MeriEV
February 6, 2025
The Union Budget 2025-26, presented by Finance Minister Nirmala Sitharaman, underscores a strategic push for the localisation of electric vehicle (EV) manufacturing and securing the raw materials necessary for battery production. This budget signifies a strengthened industrial policy that not only aims to foster the development of EVs but also ensures a self-reliant ecosystem for their production.
The growing focus on electrification presents a unique opportunity to align climate action with industrial development, driving both clean energy transitions in the automotive sector and environmental goals. The budget further connects this vision to mass public transport, especially electric buses, to amplify energy savings and reduce emissions in urban areas.
1. Support for EV Manufacturing
The budget includes incentives and exemptions aimed at boosting EV manufacturing in India. This includes the removal of customs duties on 35 capital goods essential for EV battery production. Additionally, there is a push for domestic manufacturing of components like motors and controllers, as well as aligning EV production with clean technology initiatives.
2. Commitment to PM-eDrive
A significant allocation of ₹4,000 crore has been made for the PM-eDrive scheme, which aims to upscale the electrification of the two-wheeler and heavy-duty vehicle segments. This funding will facilitate the adoption of electric vehicles across various transport sectors.
3. PM e-Bus Sewa
The budget also provides support for the PM e-Bus Sewa, which aims to upscale electric bus services in cities. A payment security mechanism has been introduced to ensure the procurement and sustainability of electric buses, supporting the decarbonisation of urban mass transport.
4. PLI Scheme for Advanced Battery Production
The government continues its support for the Production Linked Incentive (PLI) schemes, with a specific focus on advanced chemistry cell manufacturing, essential for EV batteries.
This year’s budget demonstrates a more cohesive approach to the localisation of India’s EV industry. The Economic Survey, presented just before the budget, highlights the urgency of local manufacturing to reduce reliance on imports, especially from countries with which India has large trade deficits. It emphasizes that the transition to EVs will require a robust supply chain, particularly in terms of critical minerals for battery production.
The survey points out that nearly 75% of the emissions in the transport sector come from road transport, underlining the significance of accelerating the transition to electric mobility to meet India’s net-zero emissions target by 2070. However, it also highlights concerns about India’s dependence on imports, particularly from China, for the materials needed for EV production. If not addressed, this could jeopardize the success of India’s EV strategy.
The importance of securing the supply of essential materials for EV production cannot be overstated. The Survey warns that manufacturing an electric vehicle requires six times more minerals compared to traditional internal combustion engine vehicles. Therefore, the localisation of material processing and battery manufacturing is paramount.
To mitigate the risks associated with supply disruptions, especially given China’s dominance in the global supply chain, India must expedite the indigenisation of battery technologies and raw material processing. This includes efforts toward the development of new battery chemistries, particularly Sodium-ion and Solid-State Batterie, as well as scaling up efforts for battery recycling to ensure material security.

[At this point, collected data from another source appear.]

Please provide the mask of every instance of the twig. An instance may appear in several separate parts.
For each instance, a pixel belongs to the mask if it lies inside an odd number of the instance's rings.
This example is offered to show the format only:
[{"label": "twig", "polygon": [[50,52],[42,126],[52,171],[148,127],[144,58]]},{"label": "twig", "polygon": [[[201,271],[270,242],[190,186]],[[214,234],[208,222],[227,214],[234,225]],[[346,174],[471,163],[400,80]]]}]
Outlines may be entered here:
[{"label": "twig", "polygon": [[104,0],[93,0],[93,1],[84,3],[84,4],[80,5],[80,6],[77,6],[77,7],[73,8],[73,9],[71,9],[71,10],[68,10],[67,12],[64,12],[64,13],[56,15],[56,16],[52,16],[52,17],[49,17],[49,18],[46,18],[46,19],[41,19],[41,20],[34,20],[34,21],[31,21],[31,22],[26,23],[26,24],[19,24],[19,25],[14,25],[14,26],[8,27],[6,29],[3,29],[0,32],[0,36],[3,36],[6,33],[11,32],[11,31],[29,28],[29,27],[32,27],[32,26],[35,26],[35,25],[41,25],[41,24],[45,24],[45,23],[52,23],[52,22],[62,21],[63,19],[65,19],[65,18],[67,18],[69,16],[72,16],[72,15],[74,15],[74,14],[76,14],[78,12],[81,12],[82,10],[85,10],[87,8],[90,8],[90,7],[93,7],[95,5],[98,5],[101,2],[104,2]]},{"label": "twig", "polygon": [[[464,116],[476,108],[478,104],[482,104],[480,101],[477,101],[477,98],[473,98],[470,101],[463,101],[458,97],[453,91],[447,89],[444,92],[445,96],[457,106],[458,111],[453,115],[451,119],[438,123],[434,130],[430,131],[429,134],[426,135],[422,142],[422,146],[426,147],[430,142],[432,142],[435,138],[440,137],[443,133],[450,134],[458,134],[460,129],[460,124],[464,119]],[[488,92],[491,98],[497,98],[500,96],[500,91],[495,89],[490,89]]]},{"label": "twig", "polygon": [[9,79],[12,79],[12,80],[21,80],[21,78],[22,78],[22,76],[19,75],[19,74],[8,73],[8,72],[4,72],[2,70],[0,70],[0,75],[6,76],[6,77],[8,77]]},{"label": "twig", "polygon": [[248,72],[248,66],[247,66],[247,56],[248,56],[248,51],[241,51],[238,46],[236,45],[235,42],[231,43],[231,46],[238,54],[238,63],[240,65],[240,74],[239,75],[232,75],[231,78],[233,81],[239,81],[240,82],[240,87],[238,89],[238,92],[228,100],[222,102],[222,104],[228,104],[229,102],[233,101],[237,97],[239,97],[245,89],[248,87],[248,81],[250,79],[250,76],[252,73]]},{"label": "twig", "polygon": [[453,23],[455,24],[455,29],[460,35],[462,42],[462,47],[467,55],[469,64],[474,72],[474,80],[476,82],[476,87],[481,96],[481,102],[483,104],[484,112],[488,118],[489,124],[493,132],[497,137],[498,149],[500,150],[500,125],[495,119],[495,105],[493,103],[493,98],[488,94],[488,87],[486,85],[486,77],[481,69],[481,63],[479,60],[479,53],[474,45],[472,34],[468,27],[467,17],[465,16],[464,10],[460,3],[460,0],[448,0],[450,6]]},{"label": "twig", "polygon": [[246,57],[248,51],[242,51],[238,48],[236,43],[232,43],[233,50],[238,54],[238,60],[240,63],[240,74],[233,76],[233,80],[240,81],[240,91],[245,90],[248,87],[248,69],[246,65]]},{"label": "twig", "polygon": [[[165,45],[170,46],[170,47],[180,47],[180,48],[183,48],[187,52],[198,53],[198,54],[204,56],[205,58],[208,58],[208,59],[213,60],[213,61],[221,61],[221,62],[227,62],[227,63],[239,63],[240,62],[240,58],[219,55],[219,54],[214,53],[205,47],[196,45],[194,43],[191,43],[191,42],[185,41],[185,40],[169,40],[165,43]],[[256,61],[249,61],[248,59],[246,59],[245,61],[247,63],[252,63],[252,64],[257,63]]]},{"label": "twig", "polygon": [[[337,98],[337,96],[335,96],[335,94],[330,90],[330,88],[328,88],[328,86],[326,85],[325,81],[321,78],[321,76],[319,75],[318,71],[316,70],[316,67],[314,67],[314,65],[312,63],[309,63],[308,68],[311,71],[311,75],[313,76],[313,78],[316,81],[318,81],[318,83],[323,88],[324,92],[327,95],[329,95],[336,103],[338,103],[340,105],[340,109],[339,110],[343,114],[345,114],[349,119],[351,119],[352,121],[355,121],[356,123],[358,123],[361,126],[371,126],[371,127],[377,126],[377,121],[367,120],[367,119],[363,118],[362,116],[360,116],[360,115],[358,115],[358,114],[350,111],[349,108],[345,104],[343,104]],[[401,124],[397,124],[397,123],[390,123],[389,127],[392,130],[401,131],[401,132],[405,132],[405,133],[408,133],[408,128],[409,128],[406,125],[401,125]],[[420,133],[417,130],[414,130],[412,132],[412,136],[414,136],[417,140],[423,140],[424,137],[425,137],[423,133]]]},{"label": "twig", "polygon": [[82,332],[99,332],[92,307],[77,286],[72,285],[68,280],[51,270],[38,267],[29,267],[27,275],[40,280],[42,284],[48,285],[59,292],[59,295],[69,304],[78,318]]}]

The Centre for Science and Environment has proposed that India can leverage the localisation strategy as an opportunity to build capacity for cell and battery development. A national battery development program could foster large-scale production of advanced cell technologies, encourage circularity in material use, and help India stay competitive in the global EV market.
For the budget’s focus on localisation to translate into substantial growth, the government must create a strong market pull for EVs. This means implementing binding regulatory targets for electrification, a zero-emissions mandate for supply-side management, and stricter fuel economy standards. Without these regulatory enablers, the demand for EVs in the domestic market may remain sluggish, preventing the full scaling of localisation efforts.
While the focus on electric buses under the PM e-Bus Sewa scheme is a significant step toward decarbonising public transport, it is essential to view this initiative within a broader framework. The Economic Survey stresses the importance of expanding public transportation networks, arguing that public mobility solutions, rather than private electric vehicles, will ensure a more equitable energy transition. Expanding the EV public transport network not only reduces India’s dependence on foreign supply chains but also makes clean mobility accessible to all, contributing to a more resilient and equitable energy transition.
As the government takes steps to accelerate the localisation of EV manufacturing and secure the supply of critical materials, India stands at a critical juncture in its transition to electric mobility. The Union Budget 2025-26 has laid the groundwork for a self-reliant EV ecosystem, combining industrial policy with environmental goals. However, the success of these initiatives will depend on continued investments in R&D, robust regulatory frameworks, and the expansion of public transport systems. With the right focus and momentum, India can secure its position as a global leader in the electric vehicle revolution while contributing to a cleaner, more sustainable future.